Friday, 14 January 2011

Myth of The Two St Helena's

My previous blog raised the issue of the myth of the two St Helena's. There seems to be two schools of thought - 1) that the depiction of two islands on the early charts was the inevitable result of inaccurate measurement of longitude. 2) that the island(s) charted were in fact large rock formations a few metres below sea level which at times would have been visible to early sailors.
I have no claims to expertise on this, but have been forwarded this reference which is I think worth perusing by anyone who is interested.

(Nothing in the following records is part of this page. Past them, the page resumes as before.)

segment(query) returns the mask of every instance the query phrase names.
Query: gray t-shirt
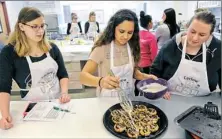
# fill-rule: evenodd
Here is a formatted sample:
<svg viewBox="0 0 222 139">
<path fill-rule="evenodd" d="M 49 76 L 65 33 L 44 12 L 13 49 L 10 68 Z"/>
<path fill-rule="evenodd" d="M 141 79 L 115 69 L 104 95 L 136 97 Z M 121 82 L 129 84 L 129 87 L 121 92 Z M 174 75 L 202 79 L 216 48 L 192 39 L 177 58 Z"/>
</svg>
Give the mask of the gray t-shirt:
<svg viewBox="0 0 222 139">
<path fill-rule="evenodd" d="M 164 45 L 164 43 L 170 39 L 170 29 L 166 24 L 162 24 L 157 27 L 155 36 L 157 38 L 158 51 Z"/>
</svg>

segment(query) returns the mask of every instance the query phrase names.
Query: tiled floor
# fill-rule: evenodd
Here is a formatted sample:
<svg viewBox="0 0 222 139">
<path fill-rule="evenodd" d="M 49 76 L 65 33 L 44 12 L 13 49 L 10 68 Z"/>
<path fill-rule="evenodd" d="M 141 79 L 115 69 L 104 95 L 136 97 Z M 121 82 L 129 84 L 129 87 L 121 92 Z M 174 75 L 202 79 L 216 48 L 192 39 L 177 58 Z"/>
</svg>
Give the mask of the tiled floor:
<svg viewBox="0 0 222 139">
<path fill-rule="evenodd" d="M 96 89 L 95 88 L 86 88 L 83 91 L 77 93 L 70 93 L 72 99 L 78 98 L 92 98 L 96 97 Z M 21 100 L 20 95 L 11 95 L 12 101 Z"/>
</svg>

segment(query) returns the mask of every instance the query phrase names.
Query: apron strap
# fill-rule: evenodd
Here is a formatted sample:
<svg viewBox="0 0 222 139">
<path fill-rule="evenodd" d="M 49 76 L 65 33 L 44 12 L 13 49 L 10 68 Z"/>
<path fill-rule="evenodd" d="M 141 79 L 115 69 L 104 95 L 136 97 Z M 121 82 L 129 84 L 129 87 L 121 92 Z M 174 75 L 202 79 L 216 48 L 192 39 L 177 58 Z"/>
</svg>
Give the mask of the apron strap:
<svg viewBox="0 0 222 139">
<path fill-rule="evenodd" d="M 130 46 L 127 43 L 127 51 L 128 51 L 128 56 L 129 56 L 129 64 L 131 65 L 131 67 L 133 67 L 133 62 L 132 62 L 132 54 L 131 54 L 131 50 L 130 50 Z M 114 41 L 111 42 L 111 51 L 110 51 L 110 68 L 114 67 Z"/>
<path fill-rule="evenodd" d="M 207 58 L 207 51 L 206 51 L 206 43 L 203 43 L 202 45 L 202 63 L 206 64 L 206 58 Z M 182 51 L 182 59 L 185 59 L 186 55 L 186 48 L 187 48 L 187 37 L 185 38 L 184 45 L 183 45 L 183 51 Z"/>
<path fill-rule="evenodd" d="M 29 65 L 31 65 L 31 64 L 32 64 L 32 61 L 31 61 L 31 58 L 30 58 L 30 56 L 26 56 L 25 58 L 27 59 L 27 61 L 28 61 L 28 64 L 29 64 Z"/>
<path fill-rule="evenodd" d="M 47 57 L 51 57 L 49 52 L 47 52 L 46 55 L 47 55 Z"/>
</svg>

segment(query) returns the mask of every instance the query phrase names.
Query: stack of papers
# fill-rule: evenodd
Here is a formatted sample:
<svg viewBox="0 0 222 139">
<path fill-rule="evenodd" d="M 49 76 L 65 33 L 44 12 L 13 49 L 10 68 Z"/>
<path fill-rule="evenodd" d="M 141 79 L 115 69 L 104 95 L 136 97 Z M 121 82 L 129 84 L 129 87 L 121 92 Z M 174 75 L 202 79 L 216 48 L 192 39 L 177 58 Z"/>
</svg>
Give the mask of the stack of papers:
<svg viewBox="0 0 222 139">
<path fill-rule="evenodd" d="M 38 102 L 23 118 L 25 121 L 55 121 L 60 120 L 67 113 L 60 109 L 71 110 L 71 103 L 59 104 L 55 102 Z M 59 108 L 59 109 L 55 109 Z"/>
</svg>

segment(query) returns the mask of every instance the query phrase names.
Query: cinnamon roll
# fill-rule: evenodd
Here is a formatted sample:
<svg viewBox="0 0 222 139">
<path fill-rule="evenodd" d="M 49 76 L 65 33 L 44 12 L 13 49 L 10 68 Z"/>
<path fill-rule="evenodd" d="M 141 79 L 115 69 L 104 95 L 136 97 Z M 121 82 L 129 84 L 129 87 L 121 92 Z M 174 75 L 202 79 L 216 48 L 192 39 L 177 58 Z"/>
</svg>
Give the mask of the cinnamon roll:
<svg viewBox="0 0 222 139">
<path fill-rule="evenodd" d="M 129 129 L 127 130 L 127 135 L 128 135 L 128 137 L 130 137 L 130 138 L 138 138 L 139 132 L 136 131 L 136 130 L 133 129 L 133 128 L 129 128 Z"/>
<path fill-rule="evenodd" d="M 148 108 L 147 109 L 147 112 L 150 114 L 150 115 L 156 115 L 157 114 L 157 111 L 153 108 Z"/>
<path fill-rule="evenodd" d="M 151 132 L 156 132 L 159 129 L 158 124 L 151 124 L 150 125 L 150 131 Z"/>
<path fill-rule="evenodd" d="M 144 126 L 143 129 L 140 130 L 140 134 L 142 136 L 149 136 L 150 135 L 150 128 L 149 126 Z"/>
<path fill-rule="evenodd" d="M 126 129 L 126 126 L 123 123 L 117 123 L 114 125 L 114 130 L 118 133 L 123 132 Z"/>
</svg>

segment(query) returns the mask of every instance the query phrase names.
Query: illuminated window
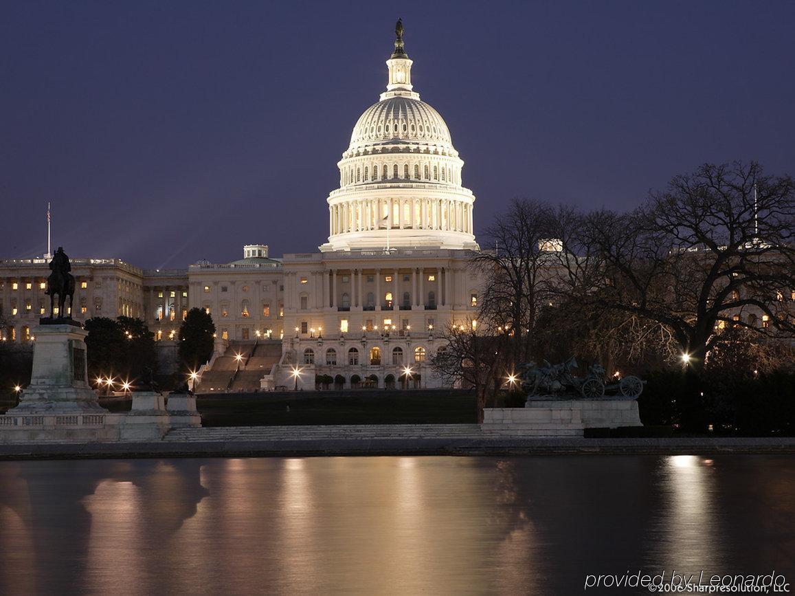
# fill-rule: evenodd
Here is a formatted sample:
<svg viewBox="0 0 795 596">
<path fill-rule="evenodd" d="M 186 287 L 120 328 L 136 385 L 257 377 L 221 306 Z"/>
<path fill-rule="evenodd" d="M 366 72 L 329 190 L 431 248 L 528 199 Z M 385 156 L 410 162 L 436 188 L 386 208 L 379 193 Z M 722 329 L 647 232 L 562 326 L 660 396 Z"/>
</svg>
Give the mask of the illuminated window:
<svg viewBox="0 0 795 596">
<path fill-rule="evenodd" d="M 425 349 L 421 345 L 414 349 L 414 362 L 425 361 Z"/>
</svg>

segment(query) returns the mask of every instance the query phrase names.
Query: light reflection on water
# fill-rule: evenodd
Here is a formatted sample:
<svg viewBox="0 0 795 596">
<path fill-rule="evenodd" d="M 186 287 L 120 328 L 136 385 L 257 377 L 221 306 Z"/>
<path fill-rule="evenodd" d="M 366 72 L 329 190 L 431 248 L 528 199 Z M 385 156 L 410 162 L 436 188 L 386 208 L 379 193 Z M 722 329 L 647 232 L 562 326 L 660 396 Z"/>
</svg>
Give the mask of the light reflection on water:
<svg viewBox="0 0 795 596">
<path fill-rule="evenodd" d="M 569 594 L 793 560 L 785 456 L 0 462 L 2 594 Z"/>
</svg>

The origin of the myth of New St. Helena is unclear. Supposedly located east of St. Helena at approximately 16½°S 4°E, New St. Helena was coveted and sought for by the Dutch after they relinquished St. Helena for the Cape. New St. Helena is marked on the Universal Hydrographic Chart of Jean Guérard, 1634 and on Jansson's 1646 chart of the South Atlantic Mar di Æthiopia Vulgo Oceanus Æthiopicus (part of this chart is illustrated above) from Volume V of the Novus Atlas. Although New St. Helena continued to be marked on maps and charts to as late as 1803 (the map of Africa by Rochette), it appeared with decreasing frequency through the 1700s. The disappearance of New St. Helena could be very rapid; a 1713 map of Africa by Aa shows the island but it was removed from a subsequent map of Africa by Aa published just one year later.